Most Singapore residents think that multiracial policies, such as the Maintenance of Religious Harmony Act and the Government's categorisation of people by race, help to build trust between the races.
But they also find it hard to talk about race issues, and consider certain areas of discussion taboo.
This reticence towards discussion stems from a fear of offending other races.
These were the findings from a Channel NewsAsia-Institute of Policy Studies (IPS) poll of 2,000 residents and citizens on their attitudes towards race relations, released yesterday.
More than 70 per cent of the respondents view various policies meant to safeguard racial and religious harmony positively.
For instance, nearly nine in 10 people think that the annual Racial Harmony Day celebration in schools helps students of different races interact more with one another. They spend the day wearing ethnic attire and learning about the cultural practices of other ethnic groups, among other activities.
Two-thirds of respondents also think the Government's model of classifying people by race - commonly referred to as the Chinese, Malay, Indian and Others (CMIO) model, helps people of different races interact more with one another.
The ethnic quotas in place for public housing are based on the CMIO model. They prevent an overwhelming proportion of any one race from being concentrated in one area. The CMIO model also helps ensure that the racial mix of students in schools reflects that of Singapore.
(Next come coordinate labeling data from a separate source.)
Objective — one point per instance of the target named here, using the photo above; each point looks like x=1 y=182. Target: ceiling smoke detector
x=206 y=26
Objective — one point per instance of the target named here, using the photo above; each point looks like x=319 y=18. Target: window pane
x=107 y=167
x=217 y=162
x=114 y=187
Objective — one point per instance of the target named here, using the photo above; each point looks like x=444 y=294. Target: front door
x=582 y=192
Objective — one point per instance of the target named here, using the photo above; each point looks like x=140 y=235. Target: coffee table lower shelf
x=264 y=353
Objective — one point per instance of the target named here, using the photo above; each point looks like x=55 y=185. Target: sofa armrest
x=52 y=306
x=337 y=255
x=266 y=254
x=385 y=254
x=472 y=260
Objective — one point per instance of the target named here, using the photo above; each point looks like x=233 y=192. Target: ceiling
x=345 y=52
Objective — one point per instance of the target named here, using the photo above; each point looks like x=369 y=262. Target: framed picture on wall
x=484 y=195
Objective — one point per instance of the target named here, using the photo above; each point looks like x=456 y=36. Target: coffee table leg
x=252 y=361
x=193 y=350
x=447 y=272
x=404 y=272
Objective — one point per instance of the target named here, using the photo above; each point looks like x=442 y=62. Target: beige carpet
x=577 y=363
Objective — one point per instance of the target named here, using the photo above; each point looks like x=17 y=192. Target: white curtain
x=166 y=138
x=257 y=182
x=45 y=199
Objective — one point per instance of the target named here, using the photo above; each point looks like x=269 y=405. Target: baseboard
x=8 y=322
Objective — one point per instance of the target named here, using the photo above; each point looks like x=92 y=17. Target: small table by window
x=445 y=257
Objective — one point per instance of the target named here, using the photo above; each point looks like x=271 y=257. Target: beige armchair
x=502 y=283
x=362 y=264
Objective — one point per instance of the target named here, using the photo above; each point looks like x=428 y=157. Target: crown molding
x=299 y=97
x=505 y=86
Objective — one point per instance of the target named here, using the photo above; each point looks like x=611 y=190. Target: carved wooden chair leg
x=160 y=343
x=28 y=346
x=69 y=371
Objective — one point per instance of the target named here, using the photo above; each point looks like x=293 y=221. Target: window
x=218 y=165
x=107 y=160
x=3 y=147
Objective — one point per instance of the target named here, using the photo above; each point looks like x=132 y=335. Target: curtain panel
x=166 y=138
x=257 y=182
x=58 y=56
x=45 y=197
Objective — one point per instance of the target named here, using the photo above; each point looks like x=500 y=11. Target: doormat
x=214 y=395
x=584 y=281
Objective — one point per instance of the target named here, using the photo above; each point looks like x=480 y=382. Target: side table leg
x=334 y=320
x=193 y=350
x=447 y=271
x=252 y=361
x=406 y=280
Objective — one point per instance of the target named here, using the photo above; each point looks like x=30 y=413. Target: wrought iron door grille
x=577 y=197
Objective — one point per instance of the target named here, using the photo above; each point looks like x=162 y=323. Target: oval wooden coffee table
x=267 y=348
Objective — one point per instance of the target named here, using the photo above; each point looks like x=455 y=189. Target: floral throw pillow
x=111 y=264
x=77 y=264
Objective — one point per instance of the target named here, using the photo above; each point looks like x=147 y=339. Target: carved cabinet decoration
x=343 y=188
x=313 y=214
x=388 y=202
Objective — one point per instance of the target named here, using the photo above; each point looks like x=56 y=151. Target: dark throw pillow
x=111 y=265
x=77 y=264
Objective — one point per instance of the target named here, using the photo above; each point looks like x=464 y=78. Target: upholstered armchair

IPS senior research fellow Mathew Mathews, who led the study, said today's youth are likely to be less racist and have more chances to mix with those of other races.
"Sometimes, we are nostalgic about the olden days. But the reality is that many of those from older cohorts lived in rather segregated conditions - kampungs and schools which catered to particular races," he said.
"The young today grow up with not just more opportunities for inter-ethnic mingling, but grow up in an era when, internationally, there is a fight against prejudice."
The survey showed two-thirds of respondents feel that the Maintenance of Religious Harmony Act safeguards minority rights.
The law gives the Minister of Home Affairs the power to issue a restraining order against a person who tries to foster ill will between different religious groups.
But the survey also showed most people did not want public information, based on race, to be released for issues like crime, educational performance or social problems.
Seven in 10 did not want the type of crime that different races are more likely to commit to be made known. About two in three also did not want the educational performance of the different races to be public information.
Neither did they want the social problems of different races, including drug abuse, gambling and alcoholism, to be publicised.
More prefer that the successes of each race - rather than social problems of the different races - be made available as public information.
About two-thirds of respondents found discussions of race disconcerting, as they think such dialogues can be offensive and lead to tension.
They believe that talking about race issues causes unnecessary tension, and that it is hard to discuss such issues without someone getting offended, the survey showed.
A quarter of respondents wanted to ask someone about issues related to their race - but did not. These are mostly issues about religious beliefs and practices associated with races, and cultural practices.
The survey cited examples that included questions on how a Chinese, Indian or Malay wedding or funeral is conducted, or why Indians eat with their hands. Other examples were about religious beliefs such as why the Chinese burn joss paper and why Muslims do not eat pork.